I am not completely convinced that a libertarian utopia is the best form of government and I have too many conservative traits to completely throw out all government functions. The oxymoron of a republican monarchy with a limited government and plenty of control functions does appeal to me, and even if a few of the socialist- and social conservative worries about libertarianism would come to pass, I still see this form of government (and potential oppression) as the most favourable.
And the beauty of the libertarianism is that underneath the umbrella of free choice and individualism there is an option to have socialist- syndicalist or anarchist communities. As long as people join, for example a communist enclave, out of free will and have the option to, whenever they so pleases, to leave such a society, it is okay – you can do so.

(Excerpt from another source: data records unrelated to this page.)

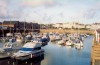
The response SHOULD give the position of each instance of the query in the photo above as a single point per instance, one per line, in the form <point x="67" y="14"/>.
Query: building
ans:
<point x="17" y="26"/>
<point x="69" y="25"/>
<point x="97" y="35"/>
<point x="93" y="26"/>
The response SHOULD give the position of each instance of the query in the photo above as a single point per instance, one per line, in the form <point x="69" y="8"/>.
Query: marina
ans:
<point x="54" y="53"/>
<point x="49" y="32"/>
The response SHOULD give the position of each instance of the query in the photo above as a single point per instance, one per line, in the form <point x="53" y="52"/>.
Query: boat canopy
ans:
<point x="32" y="45"/>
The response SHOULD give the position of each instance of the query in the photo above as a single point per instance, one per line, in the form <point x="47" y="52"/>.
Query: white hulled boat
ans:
<point x="28" y="51"/>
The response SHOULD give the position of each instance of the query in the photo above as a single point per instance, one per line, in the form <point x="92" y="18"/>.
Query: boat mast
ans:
<point x="2" y="32"/>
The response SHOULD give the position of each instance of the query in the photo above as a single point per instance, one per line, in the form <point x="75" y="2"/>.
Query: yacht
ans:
<point x="28" y="51"/>
<point x="10" y="46"/>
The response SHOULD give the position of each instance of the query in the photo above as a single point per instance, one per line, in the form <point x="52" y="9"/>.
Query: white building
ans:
<point x="97" y="35"/>
<point x="94" y="26"/>
<point x="69" y="25"/>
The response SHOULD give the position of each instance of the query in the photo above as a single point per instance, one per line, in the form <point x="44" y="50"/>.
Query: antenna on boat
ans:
<point x="2" y="32"/>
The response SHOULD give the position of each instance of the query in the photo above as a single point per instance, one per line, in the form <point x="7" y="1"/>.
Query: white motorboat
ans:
<point x="28" y="51"/>
<point x="69" y="43"/>
<point x="10" y="46"/>
<point x="79" y="44"/>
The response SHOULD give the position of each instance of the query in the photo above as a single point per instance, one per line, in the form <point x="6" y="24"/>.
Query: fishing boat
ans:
<point x="79" y="44"/>
<point x="28" y="51"/>
<point x="69" y="43"/>
<point x="10" y="46"/>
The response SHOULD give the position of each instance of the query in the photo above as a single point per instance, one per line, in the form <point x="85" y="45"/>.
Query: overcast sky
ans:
<point x="50" y="11"/>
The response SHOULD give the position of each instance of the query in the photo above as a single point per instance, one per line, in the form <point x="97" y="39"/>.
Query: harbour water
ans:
<point x="60" y="55"/>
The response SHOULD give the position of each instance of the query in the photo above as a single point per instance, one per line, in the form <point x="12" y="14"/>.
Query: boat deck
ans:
<point x="95" y="55"/>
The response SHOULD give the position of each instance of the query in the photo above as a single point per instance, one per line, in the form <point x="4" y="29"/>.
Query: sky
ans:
<point x="51" y="11"/>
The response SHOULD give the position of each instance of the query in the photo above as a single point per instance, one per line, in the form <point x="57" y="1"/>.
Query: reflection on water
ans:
<point x="59" y="55"/>
<point x="35" y="61"/>
<point x="66" y="55"/>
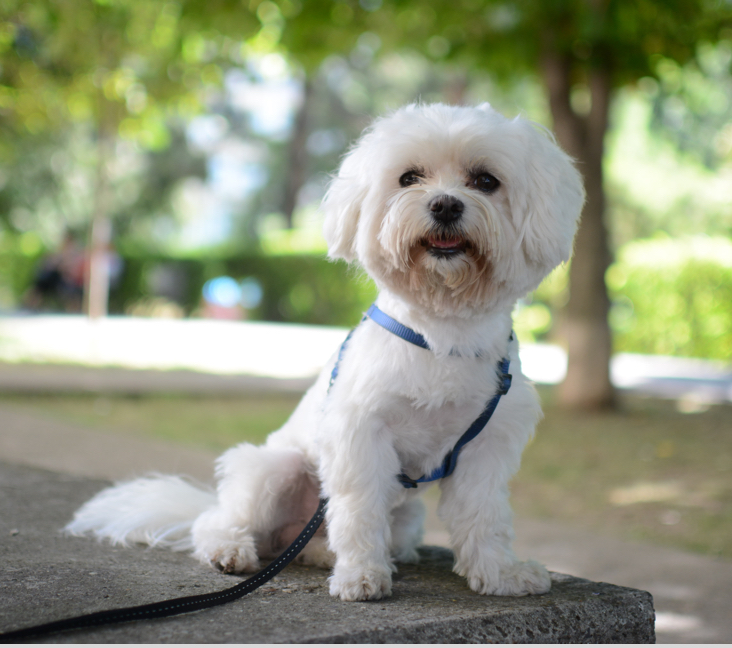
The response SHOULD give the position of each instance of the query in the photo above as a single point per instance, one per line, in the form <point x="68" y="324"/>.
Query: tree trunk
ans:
<point x="297" y="155"/>
<point x="96" y="287"/>
<point x="585" y="326"/>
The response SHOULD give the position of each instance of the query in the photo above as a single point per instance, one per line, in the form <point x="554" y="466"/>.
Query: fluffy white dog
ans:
<point x="455" y="213"/>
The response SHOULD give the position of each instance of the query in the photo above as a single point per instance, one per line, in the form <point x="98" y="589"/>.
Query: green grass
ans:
<point x="645" y="472"/>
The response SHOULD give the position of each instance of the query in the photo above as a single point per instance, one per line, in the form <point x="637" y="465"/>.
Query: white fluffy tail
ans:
<point x="158" y="511"/>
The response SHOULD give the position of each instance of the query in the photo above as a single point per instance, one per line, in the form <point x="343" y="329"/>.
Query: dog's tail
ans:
<point x="157" y="510"/>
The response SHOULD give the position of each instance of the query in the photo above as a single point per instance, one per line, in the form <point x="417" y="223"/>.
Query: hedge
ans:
<point x="670" y="296"/>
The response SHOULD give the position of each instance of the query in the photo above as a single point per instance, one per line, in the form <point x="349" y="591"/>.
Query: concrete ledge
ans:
<point x="44" y="577"/>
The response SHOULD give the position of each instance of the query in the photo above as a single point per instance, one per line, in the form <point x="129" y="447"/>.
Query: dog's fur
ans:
<point x="396" y="407"/>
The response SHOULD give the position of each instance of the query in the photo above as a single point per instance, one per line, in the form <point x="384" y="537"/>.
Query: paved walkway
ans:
<point x="691" y="592"/>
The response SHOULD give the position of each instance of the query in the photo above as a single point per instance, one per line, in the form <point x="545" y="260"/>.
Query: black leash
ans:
<point x="185" y="604"/>
<point x="176" y="606"/>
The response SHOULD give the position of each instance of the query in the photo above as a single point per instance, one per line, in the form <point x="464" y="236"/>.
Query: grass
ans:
<point x="645" y="472"/>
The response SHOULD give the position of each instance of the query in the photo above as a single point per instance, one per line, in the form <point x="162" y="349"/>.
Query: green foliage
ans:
<point x="19" y="258"/>
<point x="669" y="297"/>
<point x="673" y="297"/>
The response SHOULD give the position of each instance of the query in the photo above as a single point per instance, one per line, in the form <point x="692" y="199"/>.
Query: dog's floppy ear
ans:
<point x="548" y="205"/>
<point x="342" y="207"/>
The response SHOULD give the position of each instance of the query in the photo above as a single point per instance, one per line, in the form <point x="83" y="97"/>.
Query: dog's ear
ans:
<point x="548" y="203"/>
<point x="342" y="207"/>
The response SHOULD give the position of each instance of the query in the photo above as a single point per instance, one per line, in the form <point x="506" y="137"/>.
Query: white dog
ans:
<point x="455" y="213"/>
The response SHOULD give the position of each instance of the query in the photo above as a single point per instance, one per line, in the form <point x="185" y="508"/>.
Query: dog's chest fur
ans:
<point x="422" y="401"/>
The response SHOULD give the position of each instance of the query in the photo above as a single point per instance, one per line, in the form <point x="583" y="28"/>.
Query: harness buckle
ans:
<point x="505" y="384"/>
<point x="406" y="481"/>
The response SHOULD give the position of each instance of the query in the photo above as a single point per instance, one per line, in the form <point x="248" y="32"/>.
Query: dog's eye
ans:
<point x="409" y="178"/>
<point x="485" y="182"/>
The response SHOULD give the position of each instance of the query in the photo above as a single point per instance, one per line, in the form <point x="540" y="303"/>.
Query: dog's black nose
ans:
<point x="446" y="209"/>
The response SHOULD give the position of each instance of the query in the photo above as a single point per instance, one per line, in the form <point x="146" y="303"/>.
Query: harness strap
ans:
<point x="409" y="335"/>
<point x="176" y="606"/>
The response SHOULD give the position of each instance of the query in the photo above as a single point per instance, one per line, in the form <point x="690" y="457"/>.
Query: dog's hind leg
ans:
<point x="255" y="491"/>
<point x="407" y="530"/>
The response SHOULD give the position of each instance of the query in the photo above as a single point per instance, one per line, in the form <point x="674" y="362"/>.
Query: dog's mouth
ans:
<point x="444" y="245"/>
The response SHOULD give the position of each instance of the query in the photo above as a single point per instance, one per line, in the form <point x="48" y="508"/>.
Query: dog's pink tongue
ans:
<point x="445" y="243"/>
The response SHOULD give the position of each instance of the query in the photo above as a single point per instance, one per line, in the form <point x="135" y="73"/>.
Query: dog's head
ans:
<point x="455" y="209"/>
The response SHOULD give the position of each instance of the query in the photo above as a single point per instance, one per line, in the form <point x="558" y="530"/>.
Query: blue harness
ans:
<point x="449" y="462"/>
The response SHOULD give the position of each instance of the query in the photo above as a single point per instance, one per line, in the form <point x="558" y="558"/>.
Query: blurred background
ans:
<point x="161" y="166"/>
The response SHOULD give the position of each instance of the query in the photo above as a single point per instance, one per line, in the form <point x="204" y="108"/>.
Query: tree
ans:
<point x="582" y="51"/>
<point x="121" y="66"/>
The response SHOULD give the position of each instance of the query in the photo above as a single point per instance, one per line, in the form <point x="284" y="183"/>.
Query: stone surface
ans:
<point x="45" y="576"/>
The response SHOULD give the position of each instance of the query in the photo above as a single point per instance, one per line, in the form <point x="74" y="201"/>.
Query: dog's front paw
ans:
<point x="230" y="556"/>
<point x="361" y="584"/>
<point x="514" y="579"/>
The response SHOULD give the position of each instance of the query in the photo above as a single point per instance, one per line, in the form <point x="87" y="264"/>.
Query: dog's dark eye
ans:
<point x="485" y="182"/>
<point x="409" y="178"/>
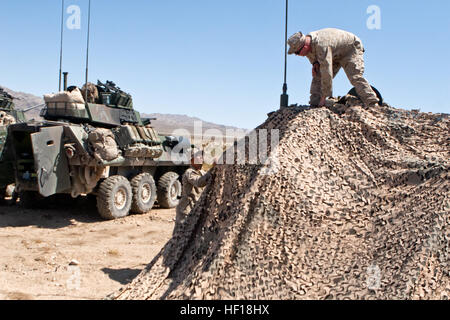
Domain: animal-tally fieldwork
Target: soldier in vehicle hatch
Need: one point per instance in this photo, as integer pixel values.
(193, 181)
(329, 50)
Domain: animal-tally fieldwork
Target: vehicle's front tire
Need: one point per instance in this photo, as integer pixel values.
(169, 190)
(144, 193)
(114, 198)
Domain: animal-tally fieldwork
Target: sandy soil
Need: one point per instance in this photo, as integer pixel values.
(71, 253)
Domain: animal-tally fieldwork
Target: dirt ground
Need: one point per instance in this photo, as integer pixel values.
(68, 252)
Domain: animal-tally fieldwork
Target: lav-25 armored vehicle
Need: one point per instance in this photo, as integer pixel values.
(98, 144)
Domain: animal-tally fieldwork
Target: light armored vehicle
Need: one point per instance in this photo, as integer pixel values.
(92, 141)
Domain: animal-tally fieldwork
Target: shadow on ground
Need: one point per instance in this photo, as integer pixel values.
(123, 276)
(54, 215)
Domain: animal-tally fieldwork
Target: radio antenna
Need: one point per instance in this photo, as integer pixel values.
(284, 100)
(87, 49)
(62, 36)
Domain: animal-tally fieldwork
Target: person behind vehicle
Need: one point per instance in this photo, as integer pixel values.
(193, 181)
(329, 50)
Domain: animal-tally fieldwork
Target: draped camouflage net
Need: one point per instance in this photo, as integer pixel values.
(358, 208)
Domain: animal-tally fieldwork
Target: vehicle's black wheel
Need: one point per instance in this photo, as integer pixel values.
(144, 193)
(114, 198)
(169, 190)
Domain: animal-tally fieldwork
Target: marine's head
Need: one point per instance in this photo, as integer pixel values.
(299, 44)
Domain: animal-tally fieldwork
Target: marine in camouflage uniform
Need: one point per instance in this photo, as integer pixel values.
(329, 50)
(193, 181)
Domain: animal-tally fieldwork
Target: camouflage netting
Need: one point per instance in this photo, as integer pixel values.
(358, 209)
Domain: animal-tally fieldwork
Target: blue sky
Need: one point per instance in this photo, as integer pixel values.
(222, 61)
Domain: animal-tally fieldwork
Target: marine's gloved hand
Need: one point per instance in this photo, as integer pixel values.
(316, 69)
(322, 102)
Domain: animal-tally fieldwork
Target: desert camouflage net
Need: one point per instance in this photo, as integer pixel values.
(359, 209)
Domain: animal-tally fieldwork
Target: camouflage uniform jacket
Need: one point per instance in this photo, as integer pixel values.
(193, 183)
(330, 46)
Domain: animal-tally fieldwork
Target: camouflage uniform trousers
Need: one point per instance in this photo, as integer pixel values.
(353, 65)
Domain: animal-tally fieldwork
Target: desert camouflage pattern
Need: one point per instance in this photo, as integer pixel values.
(92, 92)
(358, 209)
(6, 119)
(334, 49)
(103, 144)
(295, 42)
(193, 183)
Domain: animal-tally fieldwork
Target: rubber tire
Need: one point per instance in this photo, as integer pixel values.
(138, 205)
(105, 197)
(165, 183)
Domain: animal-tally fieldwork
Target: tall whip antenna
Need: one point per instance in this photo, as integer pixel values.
(60, 53)
(284, 100)
(87, 49)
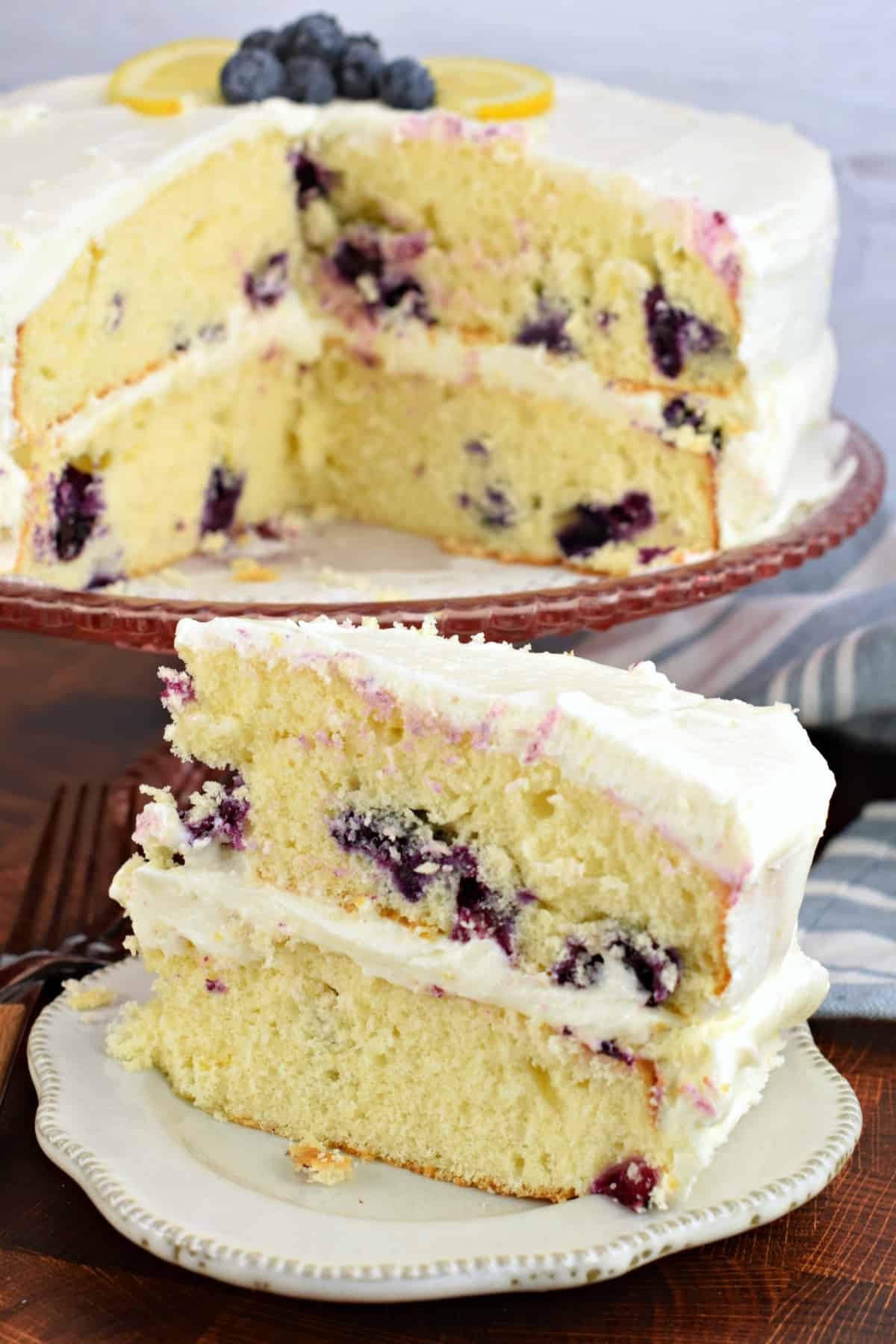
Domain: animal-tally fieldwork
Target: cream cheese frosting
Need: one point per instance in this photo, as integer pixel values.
(739, 788)
(709, 1073)
(74, 166)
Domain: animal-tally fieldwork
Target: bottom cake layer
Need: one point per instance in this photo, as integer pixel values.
(308, 1045)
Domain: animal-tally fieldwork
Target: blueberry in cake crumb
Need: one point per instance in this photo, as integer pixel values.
(222, 497)
(361, 67)
(314, 181)
(657, 969)
(547, 329)
(675, 334)
(494, 508)
(588, 527)
(267, 285)
(250, 75)
(408, 84)
(308, 80)
(77, 504)
(581, 967)
(220, 813)
(630, 1183)
(415, 853)
(317, 37)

However this beauty is also what I object to when I say I have conservative traits. Basically I do not think such a society would work very well and it is probably easily corrupted or taken over by unscrupulous types. Also I believe that people need structure, that they need a (very) small degree of overlordship. To take an extreme and today popular example; it is possible for paedophiles within the libertarian model to create their own country within the country and since (very young) children cannot fend for themselves, how can they cope? And what about the mentally challenged?
I know the arguments against such objections and I suppose that in a free and honest society based on free choice and individuality any such extreme example would fail since no one would trade with or protect the paedophiles from outside threats, and the social pressure coupled with direct coercion would stop them, but I can still not completely ignore the risk.
Also, as a quasi-conservative, I do like things like Monarchy, school uniforms, tradition and history. I believe that we cannot go forward without knowing what happen before and that sometimes when moving forward we should do so step-by-step and not rush.
The libertarian idea of a perfect society is the best I know of; at least it is the least tyrannical. Not sure if we can ever get to a point where there is no oppression, perhaps in a distant future, but until then I will continue to argue for a conservative republican monarchy version of the libertarian society.